Aquellos de nosotros que somos judíos tenemos una larga historia de tales babeles a las que recurrir. Y al mismo tiempo, una historia más reciente de nacionalismo virulento y violento. Orábamos en un idioma, pero hablábamos, y nos pensábamos en muchos. ¿Pero qué tipo de nosotros éramos? Nunca fuimos una nación territorial en el sentido moderno, hasta que el Sionismo nos inventó como una nación aspiracional. Cuando se dieron los pasos para establecer esa nación, no se dejaron otras opciones a los otros que vivían aquí más que reclamar el mismo estatus o ser borrados. Hay mucha esperanza en la idea de que la subjetividad es una ilusión y que los colectivos son imaginarios opresivos.
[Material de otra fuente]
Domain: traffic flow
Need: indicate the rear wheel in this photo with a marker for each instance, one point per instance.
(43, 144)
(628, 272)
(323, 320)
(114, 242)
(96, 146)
Tal vez seamos capaces de imaginarlos mejor.

El primer paso sería reconocer que estamos manipulados para sostener un “yo” ilusorio y un “nosotros” imaginario. Luego, comenzar a luchar para liberarlos. Liberarlos y transitar hacia otra cosa. Si un hombre puede decidir viajar a través de la línea del género, alterar las formas en que se identifica, pedirle a los demás que le correspondan y hacer cambios en su cuerpo, ¿qué es lo que me impide cruzar la frontera que me separa de Palestina? Solo viejas historias.